Comforts insistence on "kinds" is not based on any science. He just claims
that because we only see a bunch of small steps, A->B, B-C, E-F, etc. changes
in genetics, we will never see A-Z changes. That is, we can only witness
incremental changes in DNA, therefore large changes cannot happen because
reasons. He's given and shown multiple examples of the process of natural
genetic drift, change, etc. and then proclaims that it can only go so far, up
to "kinds" without providing any evidence for this limit. Also without
defining what a "kind" is.

Sorry but this man irks me. He is not honest.

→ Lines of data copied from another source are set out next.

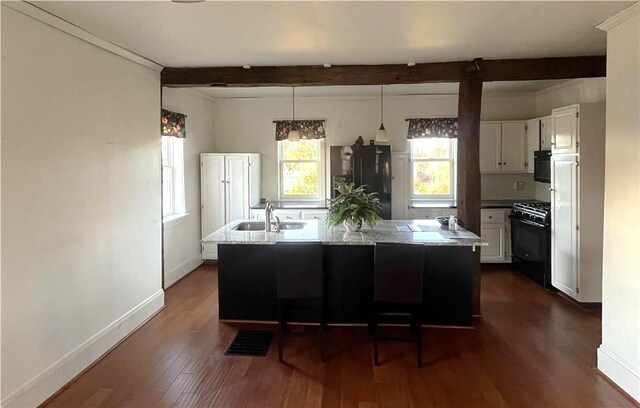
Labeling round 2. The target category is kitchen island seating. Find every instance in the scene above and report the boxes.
[371,243,425,367]
[275,242,327,362]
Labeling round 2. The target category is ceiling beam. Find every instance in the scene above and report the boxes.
[161,56,606,87]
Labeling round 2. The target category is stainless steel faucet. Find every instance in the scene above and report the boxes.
[264,203,273,232]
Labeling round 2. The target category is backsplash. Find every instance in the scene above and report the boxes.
[480,173,539,200]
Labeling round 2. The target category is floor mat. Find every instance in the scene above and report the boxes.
[224,330,273,357]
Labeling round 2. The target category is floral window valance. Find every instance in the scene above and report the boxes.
[162,109,187,139]
[407,118,458,139]
[273,120,327,141]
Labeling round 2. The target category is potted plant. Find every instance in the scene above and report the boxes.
[327,183,381,232]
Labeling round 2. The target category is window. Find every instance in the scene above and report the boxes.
[162,136,185,219]
[411,138,457,201]
[277,139,324,199]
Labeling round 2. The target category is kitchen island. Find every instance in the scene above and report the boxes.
[202,220,486,326]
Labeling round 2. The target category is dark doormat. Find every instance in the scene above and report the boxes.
[224,330,273,356]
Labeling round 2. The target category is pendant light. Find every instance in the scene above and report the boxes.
[376,85,389,142]
[287,86,300,142]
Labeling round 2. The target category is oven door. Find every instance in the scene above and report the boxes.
[533,150,551,183]
[509,215,550,262]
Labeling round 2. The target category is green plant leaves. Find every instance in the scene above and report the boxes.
[327,183,381,228]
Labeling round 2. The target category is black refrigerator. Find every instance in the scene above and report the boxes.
[330,143,391,220]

He also is known as "banana man" for this pretty weak argument from design:
[https://www.youtube.com/watch?v=0KqJuITAVWc](https://www.youtube.com/watch?v=0KqJuITAVWc)

------
SKYRHO_
Details the socratic method and its purpose for discovering the true essence
of knowledge through refined definition:

[https://www.youtube.com/watch?v=EB4MYGInRl4](https://www.youtube.com/watch?v=EB4MYGInRl4)

------
megamindbrian
Everyone's faith is different. This guy can't define everyone's faith in one
Youtube video. As a scientist I am trained to question anything and
everything. As a spiritual person, my God is knowing what the right answer is
before knowing the reason why or the purpose of the question. If an answer is
already written down, God is the life that came before me. If I guess what the
right answer is before, that is the God inside of all of us. How does an
Atheist explain intuition?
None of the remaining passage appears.